This study's main idea was to explore research fronts in agricultural science for insights into the future development in agricultural technology. Through science mapping results, the members of governmental organizations (such as policymakers, technology managers, and research departments) can be aware of the emerging technology trends and arrange the resources to deal with important issues for sustainable agriculture. The study applied digital tools to understand research fronts of agricultural science and technology from pioneering agricultural journals between 2009 and 2019 by informatic techniques. Text mining and bibliometric analysis were used to reveal the important research topics and their evolution pattern based on scientific publications. And the bibliometric data of each literature were used for research mapping by statistical analysis, including title, keyword, author, publication date, and journal names. Consequently, 205 keywords were selected as popular topics because the author simultaneously mentioned keywords in all five journals. Moreover, ten major disciplines with 205 topics in agricultural research trends, such as agricultural multi-disciplines, intelligent agriculture, plant species, agricultural management, soil, crop phenotypes, environment, plant physiology, ecology, pest, and disease, were classified depending on the semantic definition of keywords. The knowledge structure of ten major disciplines was further constructed by those 205 popular keywords, which could help identify more emerging topics and insight into the new research directions. To evaluate each topic's trends from 2009 to 2019, statistical analysis was performed by counting the number of keywords each year. The results showed that sustainable agriculture, conservation agriculture, precision agriculture, organic agriculture, and food security were the leading scientific area issues. In short, the combination of data mining and bibliometric approach was performed in this study, which not only annotated the multidisciplinary issues of agriculture for having focused on the main thematic areas but also provided the insight information for discovering potential technologies in the agricultural sector.

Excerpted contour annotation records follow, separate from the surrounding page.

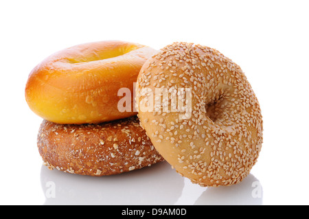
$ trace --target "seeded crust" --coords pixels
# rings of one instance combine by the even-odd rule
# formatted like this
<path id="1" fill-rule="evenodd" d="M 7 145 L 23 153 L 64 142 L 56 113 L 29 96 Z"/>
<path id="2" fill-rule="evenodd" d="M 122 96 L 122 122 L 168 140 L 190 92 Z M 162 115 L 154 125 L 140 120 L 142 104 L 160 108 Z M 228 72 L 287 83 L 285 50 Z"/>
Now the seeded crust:
<path id="1" fill-rule="evenodd" d="M 163 161 L 137 116 L 100 124 L 44 120 L 38 148 L 50 170 L 81 175 L 117 174 Z"/>
<path id="2" fill-rule="evenodd" d="M 208 47 L 174 43 L 146 61 L 137 85 L 139 104 L 150 98 L 142 89 L 192 89 L 190 119 L 172 110 L 171 97 L 156 106 L 161 111 L 139 111 L 154 147 L 179 174 L 201 186 L 236 184 L 248 175 L 261 150 L 262 117 L 238 65 Z"/>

Keywords: Data mining, text mining, textual analysis, bibliometrics, scientometrics, knowledge management
Agriculture is the foundation of the dominant economic sectors for food production industries. The vital role of agricultural science and technology has been attributed to worldwide food security and maintaining the resources and landscapes of nature, such as water, soil, and biodiversity in the perspective of ecology. Due to the rapid growth of the global population, the agriculture sector must seek for more efficient and innovative ways to produce foods. The development of science and technologies has become an important solution. For understanding the trends of agricultural research issues and discover emerging technologies, bibliometric analysis has become a valuable tool for science mapping. Since 2019, the Council of Agriculture, Executive Yuan, R.O.C.(Taiwan) started to support the bibliometric analysis projects to identify the "hot topics" in agricultural science. In this research, an international database, Web of Science® (WoS®), was used to explore scientific publications (Bojović et al., 2013). The data mining analysis was performed through a web crawler program called "AgriAnalytics" for collecting bibliometric information such as authors, affiliations, title, abstract, keywords, and published date. Finally, bibliometric analysis was subsequently used for getting research front results. In sum, the combination of conventional analysis methods with data mining techniques provides a new approach for discovering the insight of agricultural issues and assessing technology trends.

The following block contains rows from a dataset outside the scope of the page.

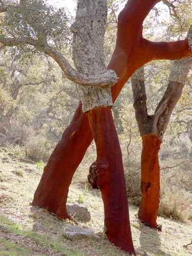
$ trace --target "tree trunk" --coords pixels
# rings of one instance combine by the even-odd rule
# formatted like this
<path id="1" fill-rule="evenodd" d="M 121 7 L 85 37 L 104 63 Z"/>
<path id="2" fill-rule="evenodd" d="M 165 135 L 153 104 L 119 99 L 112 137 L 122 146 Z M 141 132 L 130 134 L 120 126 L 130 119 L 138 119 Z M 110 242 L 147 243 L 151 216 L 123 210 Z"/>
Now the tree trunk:
<path id="1" fill-rule="evenodd" d="M 88 116 L 80 104 L 45 168 L 33 205 L 47 209 L 59 218 L 70 217 L 66 210 L 69 187 L 92 139 Z"/>
<path id="2" fill-rule="evenodd" d="M 154 59 L 174 59 L 190 54 L 187 40 L 153 44 L 142 37 L 142 21 L 158 2 L 159 0 L 149 0 L 141 4 L 140 1 L 128 1 L 130 4 L 126 5 L 121 12 L 118 18 L 116 46 L 108 66 L 108 69 L 114 70 L 119 77 L 118 82 L 112 88 L 113 102 L 127 79 L 144 63 Z M 139 4 L 139 9 L 138 6 L 137 8 L 131 8 L 130 4 L 133 6 Z M 143 12 L 144 16 L 138 16 L 138 12 Z M 163 51 L 159 51 L 159 47 Z M 59 65 L 60 59 L 55 59 Z M 62 68 L 62 65 L 60 66 Z M 72 136 L 73 133 L 75 133 Z M 87 114 L 82 113 L 80 103 L 72 122 L 45 167 L 34 195 L 33 205 L 45 208 L 59 218 L 68 217 L 66 202 L 69 187 L 73 174 L 92 140 Z"/>
<path id="3" fill-rule="evenodd" d="M 158 228 L 157 216 L 159 204 L 160 168 L 158 153 L 161 140 L 156 135 L 142 137 L 141 162 L 142 197 L 139 218 L 152 228 Z"/>
<path id="4" fill-rule="evenodd" d="M 88 116 L 97 154 L 88 179 L 101 192 L 105 233 L 116 246 L 135 254 L 122 155 L 111 108 L 95 109 Z"/>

The bibliometric results were extracted from the WoS® database from 2009 to 2019. First, the term "agriculture" was used to be the search condition in the keyword field, and the journals with high coverage rates in the top ten were selected for the following analysis. The journals with impact factor (IF) over two were used for journal selection to make sure the quality of reference (Bojović et al., 2013). Consequently, five pioneer journals representing different agriculture domains were chosen for bibliometric analysis according to the categories of the journal ranking website, SCImago Journal & Country Rank . These journals include Proceedings of the National Academy of Sciences of the United States of America (PNAS), Field Crop Research, Frontier in Plant Science, Agriculture Ecosystems Environment, and Computers and Electronics in Agriculture.
The data mining technique is not only used to identify the important issues in multidisciplinary science; it's also applied for collecting bibliometric information from the websites of pioneer journals, including authors, affiliations, titles, abstracts, keywords, and published dates. In this study, the textual data from each literature's web page was collected using a widely-used programming language, Python. After processing and standardization for the raw data, the data set was saved into an online database called AgriAnalytics for further analysis.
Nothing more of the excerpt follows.